Historical, Cultural, and Social Context

Sowa did not have a long standing history with comics in any form. Growing up in Poland, they were not all that common in the time of communist reign. If you were able to be your hands on an issue of any comic, it was on rare occasion. Not until she moved to France did she delve into the comic book world as her life partner illustrates for a living. This form of medium in particular  function as a universe less gray then the one she imagines to bring life to the young readers. It showed a girl living through hardships, but also showed that even if there are hardships that there is some universal understanding. The text in Marzi can function without drawings, but it creates this photo album of her life.

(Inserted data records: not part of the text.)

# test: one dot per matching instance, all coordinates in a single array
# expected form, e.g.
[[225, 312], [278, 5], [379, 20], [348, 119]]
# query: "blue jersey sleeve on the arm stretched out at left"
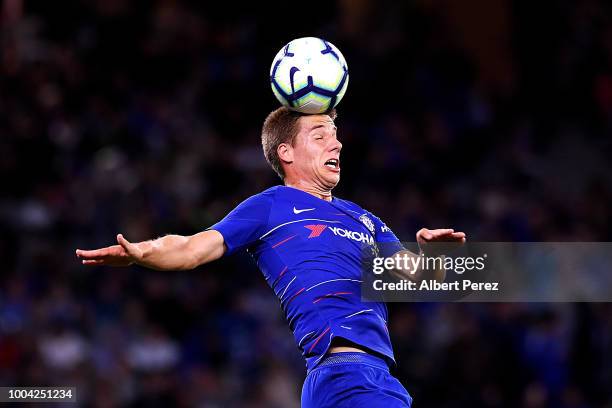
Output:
[[247, 222]]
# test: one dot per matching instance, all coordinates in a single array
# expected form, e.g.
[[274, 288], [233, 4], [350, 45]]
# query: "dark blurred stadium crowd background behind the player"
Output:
[[493, 117]]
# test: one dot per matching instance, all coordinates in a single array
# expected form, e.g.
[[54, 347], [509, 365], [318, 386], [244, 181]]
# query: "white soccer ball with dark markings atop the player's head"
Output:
[[309, 75]]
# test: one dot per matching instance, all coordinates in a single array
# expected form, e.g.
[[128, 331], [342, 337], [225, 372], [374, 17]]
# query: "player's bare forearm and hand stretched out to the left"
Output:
[[172, 252]]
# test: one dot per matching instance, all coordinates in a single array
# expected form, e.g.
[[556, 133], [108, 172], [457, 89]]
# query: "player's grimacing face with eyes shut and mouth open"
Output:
[[317, 151]]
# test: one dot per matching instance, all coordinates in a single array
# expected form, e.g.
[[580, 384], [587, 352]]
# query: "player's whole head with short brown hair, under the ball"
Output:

In an interview with the La Times, Sowa was asked about growing up in the world of poverty and war and what life is like now living and working freely in a completely different place. She was asked if it feels indulgent or if she takes things for granted. Sowa explains, “Whatever I do I always feel the history of my country. I will never forget the long lines after everything. Now maybe it seems strange, but for me it is not an old story. I also think that in my parent’s generation’s minds it is very present and maybe for them there still exists the fear that it could come back.” She says that sometimes when she goes to the supermarket she feels exhausted over all the things she can buy.  She says, “My mother goes out every day. She doesn’t buy food every day but she told me that she likes to see what’s new, she likes to see that there are plenty of things, that she can have a choice, because before there was no choice”.

This mindset and overall ideology of the world around them appears evident in Marzi, but you can empathize with those conditions even if you weren’t in poverty at some point. Here’s a video link showing just how awful the conditions for food were in Poland in the 1980s. https://www.youtube.com/watch?v=ENG7PEvByOE

Posted by Sam



Clark, Noelene. “‘Marzi’: Graphic Memoir Charts Universal experiences.” Hero Complex. N.p., 15 Oct. 2011. Web. 31 Mar. 2016.

“Soviet Grocery Store in 1986 This Is What Communism Looks like!” YouTube. YouTube, 07 Feb. 2014. Web. 31 Mar. 2016.


2 thoughts on “Historical, Cultural, and Social Context

  1. I can imagine that comics would have been a rare thing for families like Marzi’s as well as other things like chewing gum and chocolate like she mentioned in the memoir. Polish comics started appearing in the early 20th century according to this article. It gives an in-depth history of comics in Poland and discussed popular titles and genres. There is also a section that talks about historical comics and I think Marzi fits into this category perfectly.


  2. I am suprised that the form of the comic was not a common thing in 1980’s. And I think this fact has an irony connection with the fact that Sowa chooses the format of her memoir as a comic.
    I also believe the big part of after war is that the fear still exists. I found this point gave me a lot of emotional interaction because Korea is still carrying a long armistice since 1953. Every day we found a continuous consciousness regards on war, and we know how horrible war is from our history. Through Marzi, I found much emotional interactions on her hardship from the war.